Paul says in Romans 8:18, “For I reckon that the sufferings of this present time [are] not worthy [to be compared] with the glory which shall be revealed in us.  For the earnest expectation of the creature waiteth for the manifestation of the sons of God.” For God to bring us into sonship He must work the nature of the Son in us.  Concerning Jesus it is said in Hebrews 5:8-10, “Though he were a Son, yet learned he obedience by the things which he suffered; And being made perfect, he became the author of eternal salvation unto all them that obey him; Called of God an high priest after the order of Melchisedec.”   When it says “and being made perfect” it is saying that perfection lies in running the race and staying the course.  The only way for Jesus to do this was to suffer on our behalf.  Just as were saved when we accepted Christ into our hearts, our salvation is being worked out day by day as we are being made perfect by our identification with Christ, which includes His sufferings.  When the children of Israel were told to eat the Passover lamb before Moses led them out of Egypt, they were told to eat the whole lamb, with unleavened bread and bitter herbs (Exodus 12:7-10).  We know that the Passover lamb, in type, represented Christ.  We must partake of Him today in the same way.  There is bitter with the sweet.  

Jesus said in John 16:33, “in the world you will have tribulation, but be of good cheer, I have overcome the world.”  Again, in Acts 14:33 it speaks, “Confirming the souls of the disciples, [and] exhorting them to continue in the faith, and that we must through much tribulation enter into the kingdom of God.”

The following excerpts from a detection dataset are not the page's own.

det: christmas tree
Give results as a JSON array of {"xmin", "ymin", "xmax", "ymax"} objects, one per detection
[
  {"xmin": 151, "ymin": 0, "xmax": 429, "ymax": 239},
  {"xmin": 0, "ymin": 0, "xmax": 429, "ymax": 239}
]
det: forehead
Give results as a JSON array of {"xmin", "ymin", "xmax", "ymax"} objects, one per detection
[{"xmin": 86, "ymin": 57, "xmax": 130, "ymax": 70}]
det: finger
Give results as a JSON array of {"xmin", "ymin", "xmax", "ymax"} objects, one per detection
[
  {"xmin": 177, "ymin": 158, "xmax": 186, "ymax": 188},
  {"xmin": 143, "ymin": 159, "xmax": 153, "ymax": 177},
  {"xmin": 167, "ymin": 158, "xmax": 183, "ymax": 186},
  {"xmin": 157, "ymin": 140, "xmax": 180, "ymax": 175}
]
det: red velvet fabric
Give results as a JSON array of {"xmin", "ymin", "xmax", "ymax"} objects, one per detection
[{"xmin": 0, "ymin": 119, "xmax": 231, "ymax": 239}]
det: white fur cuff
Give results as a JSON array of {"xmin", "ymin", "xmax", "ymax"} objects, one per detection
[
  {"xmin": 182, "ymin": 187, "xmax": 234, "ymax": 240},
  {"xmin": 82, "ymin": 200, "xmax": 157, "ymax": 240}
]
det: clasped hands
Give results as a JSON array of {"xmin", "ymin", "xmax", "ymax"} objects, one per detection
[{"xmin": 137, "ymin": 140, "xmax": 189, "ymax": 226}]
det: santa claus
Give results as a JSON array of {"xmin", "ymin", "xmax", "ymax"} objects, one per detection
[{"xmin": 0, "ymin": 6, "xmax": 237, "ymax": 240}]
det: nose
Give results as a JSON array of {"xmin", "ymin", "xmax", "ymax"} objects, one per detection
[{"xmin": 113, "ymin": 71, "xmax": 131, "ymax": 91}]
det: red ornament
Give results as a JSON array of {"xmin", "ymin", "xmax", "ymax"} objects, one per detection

So what is this tribulation is working in us? “Therefore being justified by faith, we have peace with God through our Lord Jesus Christ: By whom also we have access by faith into this grace wherein we stand, and rejoice in hope of the glory of God.  And not only [so], but we glory in tribulations also: knowing that tribulation worketh patience; And patience, experience; and experience, hope And hope maketh not ashamed; because the love of God is shed abroad in our hearts by the Holy Ghost which is given unto us (Romans 5:1-5).”  As our faith is tested and exercised through tribulations, we learn to look at our circumstances and adversities not as negative things, but as stepping stones upon which our faith and trust in Christ is built up and spiritually we are being built up unto that perfect man.  Though outwardly not pleasant God is using these negative experiences to work the positive treasures of His grace and glory in us as we run the race and the stay the course in our walk of faith.  

“Blessed [is] the man that endureth temptation: for when he is tried, he shall receive the crown of life, which the Lord hath promised to them that love him (James 1:12).”